In his letter of Nov. 23, Mark Reynolds states that Greg Walden was “never elected in the first place.” A strange statement since Walden received 72 percent of the vote in the last election.
He also characterizes Walden as “non-representative.” That is his view and certainly not mine. I believe that Walden’s political agenda is dictated by the difficult task of addressing the human and environmental needs of this district and nothing more.
The radio stations in the Gorge ran anti-Bush as well as anti-Kerry ads last fall. This type of ad is paid for by the political groups involved and is present prior to any presidential election.
Robert A. Wymore, M.D.
Enough is enough
I scratch my head in awe. Between our planning commissioners (city and county) and our engineering departments, one seems to create problems for the other which the other doesn’t know how to solve.
Between our many governmental agencies, we have had study after study without a study of the studies to determine as to what is politically correct.
Perhaps it can best be explained by the Corps of Engineers’ motto, “The easy we make difficult.

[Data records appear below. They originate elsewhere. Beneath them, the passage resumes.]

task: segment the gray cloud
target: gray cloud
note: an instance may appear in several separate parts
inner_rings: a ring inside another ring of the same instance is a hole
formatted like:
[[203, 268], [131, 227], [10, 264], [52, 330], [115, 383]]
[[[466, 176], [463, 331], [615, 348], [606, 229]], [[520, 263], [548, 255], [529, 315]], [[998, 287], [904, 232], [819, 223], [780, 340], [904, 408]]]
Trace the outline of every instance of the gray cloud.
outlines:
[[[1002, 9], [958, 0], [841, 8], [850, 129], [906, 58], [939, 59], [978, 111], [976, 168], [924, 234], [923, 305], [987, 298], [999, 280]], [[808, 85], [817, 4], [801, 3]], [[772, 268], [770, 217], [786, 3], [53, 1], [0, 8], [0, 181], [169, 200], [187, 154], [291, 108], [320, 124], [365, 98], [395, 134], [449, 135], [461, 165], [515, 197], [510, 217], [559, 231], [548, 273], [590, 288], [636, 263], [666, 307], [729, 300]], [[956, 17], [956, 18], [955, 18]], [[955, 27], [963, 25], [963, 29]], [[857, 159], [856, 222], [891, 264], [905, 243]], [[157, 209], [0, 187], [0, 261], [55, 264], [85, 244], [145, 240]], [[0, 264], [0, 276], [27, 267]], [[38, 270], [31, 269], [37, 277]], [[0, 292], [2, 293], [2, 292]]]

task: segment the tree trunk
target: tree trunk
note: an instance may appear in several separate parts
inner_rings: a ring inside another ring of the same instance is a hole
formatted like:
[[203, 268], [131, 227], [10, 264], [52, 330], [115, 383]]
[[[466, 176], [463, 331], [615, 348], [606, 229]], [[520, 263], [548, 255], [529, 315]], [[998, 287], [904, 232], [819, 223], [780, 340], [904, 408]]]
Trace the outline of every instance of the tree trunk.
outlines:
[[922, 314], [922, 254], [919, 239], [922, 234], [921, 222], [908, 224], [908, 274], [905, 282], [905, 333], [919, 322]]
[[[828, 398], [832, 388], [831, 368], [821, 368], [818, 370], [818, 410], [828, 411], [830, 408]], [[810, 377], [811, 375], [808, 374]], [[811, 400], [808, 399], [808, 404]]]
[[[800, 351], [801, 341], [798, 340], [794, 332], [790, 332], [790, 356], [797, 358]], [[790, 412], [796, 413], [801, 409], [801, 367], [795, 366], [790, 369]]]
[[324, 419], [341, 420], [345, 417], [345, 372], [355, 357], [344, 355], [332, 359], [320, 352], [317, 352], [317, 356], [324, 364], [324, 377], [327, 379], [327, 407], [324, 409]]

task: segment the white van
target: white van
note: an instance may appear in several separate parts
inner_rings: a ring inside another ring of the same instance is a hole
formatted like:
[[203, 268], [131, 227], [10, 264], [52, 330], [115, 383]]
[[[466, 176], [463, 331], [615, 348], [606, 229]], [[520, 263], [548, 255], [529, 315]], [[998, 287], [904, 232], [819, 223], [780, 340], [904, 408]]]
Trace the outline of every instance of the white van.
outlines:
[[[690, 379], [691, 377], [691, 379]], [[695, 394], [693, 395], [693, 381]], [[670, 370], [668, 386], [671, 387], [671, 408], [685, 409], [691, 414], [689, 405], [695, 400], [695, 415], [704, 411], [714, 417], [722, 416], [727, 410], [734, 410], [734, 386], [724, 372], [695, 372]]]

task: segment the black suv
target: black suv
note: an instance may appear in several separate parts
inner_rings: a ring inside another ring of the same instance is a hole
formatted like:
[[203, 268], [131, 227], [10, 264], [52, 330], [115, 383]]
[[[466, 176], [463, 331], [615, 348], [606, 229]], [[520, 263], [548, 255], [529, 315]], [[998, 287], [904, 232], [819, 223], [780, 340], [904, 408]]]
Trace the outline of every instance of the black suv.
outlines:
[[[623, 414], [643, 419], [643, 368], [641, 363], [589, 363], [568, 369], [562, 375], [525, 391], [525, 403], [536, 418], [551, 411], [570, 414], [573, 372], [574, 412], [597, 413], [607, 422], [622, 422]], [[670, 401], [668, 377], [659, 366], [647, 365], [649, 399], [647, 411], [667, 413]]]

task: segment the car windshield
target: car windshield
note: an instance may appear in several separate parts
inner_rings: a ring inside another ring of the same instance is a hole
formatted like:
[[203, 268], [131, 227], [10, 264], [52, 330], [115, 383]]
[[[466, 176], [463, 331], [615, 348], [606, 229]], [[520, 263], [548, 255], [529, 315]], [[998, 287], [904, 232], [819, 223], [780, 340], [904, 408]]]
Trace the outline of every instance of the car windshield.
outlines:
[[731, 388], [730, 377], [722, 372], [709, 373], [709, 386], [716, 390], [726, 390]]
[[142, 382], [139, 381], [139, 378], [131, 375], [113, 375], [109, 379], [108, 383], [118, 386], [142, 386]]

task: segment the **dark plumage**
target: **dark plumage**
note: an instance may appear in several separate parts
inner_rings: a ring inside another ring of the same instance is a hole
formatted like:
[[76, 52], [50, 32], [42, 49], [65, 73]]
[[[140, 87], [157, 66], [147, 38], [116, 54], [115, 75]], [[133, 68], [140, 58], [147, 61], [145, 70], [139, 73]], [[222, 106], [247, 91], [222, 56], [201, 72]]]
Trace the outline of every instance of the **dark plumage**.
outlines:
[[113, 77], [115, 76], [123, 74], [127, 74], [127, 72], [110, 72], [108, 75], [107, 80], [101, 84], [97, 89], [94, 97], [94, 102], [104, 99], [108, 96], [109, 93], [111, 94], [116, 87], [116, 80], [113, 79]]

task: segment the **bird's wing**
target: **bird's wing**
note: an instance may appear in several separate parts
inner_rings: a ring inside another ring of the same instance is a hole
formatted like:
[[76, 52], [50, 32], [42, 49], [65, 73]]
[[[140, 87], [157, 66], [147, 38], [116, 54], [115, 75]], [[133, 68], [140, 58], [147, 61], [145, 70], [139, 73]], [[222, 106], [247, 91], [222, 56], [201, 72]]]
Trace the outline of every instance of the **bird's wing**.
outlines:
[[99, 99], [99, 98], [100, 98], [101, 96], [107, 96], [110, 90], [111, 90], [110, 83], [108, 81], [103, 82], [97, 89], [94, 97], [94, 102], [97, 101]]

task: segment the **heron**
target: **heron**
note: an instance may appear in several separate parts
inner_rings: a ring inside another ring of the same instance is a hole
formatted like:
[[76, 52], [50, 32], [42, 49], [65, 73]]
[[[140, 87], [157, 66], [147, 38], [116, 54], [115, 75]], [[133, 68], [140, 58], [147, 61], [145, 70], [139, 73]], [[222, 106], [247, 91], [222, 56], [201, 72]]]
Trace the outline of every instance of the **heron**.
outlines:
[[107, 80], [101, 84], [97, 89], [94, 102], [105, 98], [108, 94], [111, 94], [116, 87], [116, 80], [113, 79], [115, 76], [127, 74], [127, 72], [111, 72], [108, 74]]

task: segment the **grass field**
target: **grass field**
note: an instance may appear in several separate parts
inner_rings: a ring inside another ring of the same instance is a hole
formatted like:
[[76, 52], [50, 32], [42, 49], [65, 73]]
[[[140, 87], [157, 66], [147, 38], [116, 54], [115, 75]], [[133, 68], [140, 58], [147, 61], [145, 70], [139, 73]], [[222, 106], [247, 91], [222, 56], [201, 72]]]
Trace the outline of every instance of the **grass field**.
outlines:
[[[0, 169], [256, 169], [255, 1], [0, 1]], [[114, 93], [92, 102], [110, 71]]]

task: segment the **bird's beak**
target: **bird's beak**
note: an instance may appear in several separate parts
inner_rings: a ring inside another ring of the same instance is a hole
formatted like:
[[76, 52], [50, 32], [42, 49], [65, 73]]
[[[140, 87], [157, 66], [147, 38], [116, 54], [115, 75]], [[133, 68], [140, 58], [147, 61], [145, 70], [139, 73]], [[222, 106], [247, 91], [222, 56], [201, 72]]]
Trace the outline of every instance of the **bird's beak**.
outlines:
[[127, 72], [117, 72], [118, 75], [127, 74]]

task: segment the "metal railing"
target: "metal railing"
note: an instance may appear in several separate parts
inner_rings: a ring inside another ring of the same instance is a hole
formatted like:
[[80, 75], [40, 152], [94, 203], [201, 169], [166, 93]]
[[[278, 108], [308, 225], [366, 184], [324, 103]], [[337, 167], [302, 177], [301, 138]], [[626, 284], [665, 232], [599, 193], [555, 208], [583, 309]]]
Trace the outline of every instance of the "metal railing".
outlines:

The difficult – impossible!”
It is time for our leaders to pull up their boot straps, tighten their belts, recognize that “enough is enough,” and learn how to say “moratorium.”
Who wouldn’t want to support a beautiful waterfront park on Hood River’s prime port area?
I was lucky enough to have been born and raised in this awesome valley, but had the opportunity to pursue a career for 20-plus years away from “God’s Country.” Having moved back 10 years ago, I cherish what this valley has become.
I am writing to endorse the Waterfront Park, which will be built with community support and will provide the quintessential setting for what Hood River stands for.
The first of many fund-raisers for the park will be on Friday, Dec. 2, from 7 to 9 p.m. at 3 Rivers Grill. Tickets are selling quickly, but may be purchased at Waucoma Bookstore for $40, which will include wine, appetizers, music, and a raffle for an elegant photograph by Darryl Lloyd.
I encourage everyone to get into the holiday spirit and join us for a fun evening supporting this super project.
Hope to see you there.
This is being written on the Oregon coast, as I gaze out over the beach at the mesmerizing waves of the beautiful Pacific Ocean. I am sipping a glass of water that tastes metallic and somewhat “muddy.” It smells of chlorine. It is reasonably clear now, but I wonder what color it will be after a heavy rain. Have you traveled recently? What was the drinking water like? Did people drink water from the tap or bottled water? Was the water even available from a tap? Available at all?
One of the blessings of living in the Hood River Valley is the clearest, purist, best drinking water in the world. Currently there is no definitive protection of our watersheds. Placing major portions of some of these watersheds into the Mount Hood Wilderness would be an ideal start to establishing that protection. The Tilly Jane area will protect some of the Crystal Springs watershed. Portions of the Marco Creek-Lost Lake Butte area will protect the City of Hood River’s watershed.
Please come hear the proposal of Representatives Blumenauer and Walden at their Mount Hood Summit III, Saturday, Dec. 3, at 9 a.m. in the Gorge Room at the Best Western Hood River Inn. Put your thoughts down on a piece of paper to turn in, or if there is an opportunity, tell them in person.
Hugh B. McMahan
RaeLynn Ricarte’s article (Nov. 26) about Port Director Dave Harlan was a new low for the Hood River News.
The journalist used it as an op-ed piece to slam the citizens of Hood River who want some control over their waterfront and to slam the few Port members who are trying hard to reach a compromise between the need to create new jobs and the importance of preserving those businesses and jobs that we already have in the downtown area.
As Port Director, Dave Harlan was all about the “physics of money”— but not money in terms of jobs or inflow to the city. No, his biggest idea for the waterfront was to turn it into a sea of condos, built by a developer from Bend who was going to bring all his own workers from HIS home town. No jobs for Hood River, and an outflow of money for the city.
Perhaps RaeLynn Ricarte’s writings would be better read under the letters to the editor, where the rest of us are content to vent.
I certainly don’t want to be reading her opinion on the front page of my newspaper.
I hope that Wednesday’s accident between a car and a motorcycle on 12th Street causes drivers and police alike to consider the State Driving Manual.
There is no way that a car can come out of the alley north of U.S. Bank, turn into and head north in the right lane, signal and THEN turn left and head north in the left hand lane, THEN again signal and turn west into B. Street. You either cut on the diagonal across both lanes or turn left from the right lane.
The same is true for many other locations in Hood River; people often make diagonal cuts and turns from mid-block parking spaces, for just one example. It wouldn’t hurt us to drive one more block to do it safely. And, if it would, the police should hurt us in the pocketbook. Before someone is killed!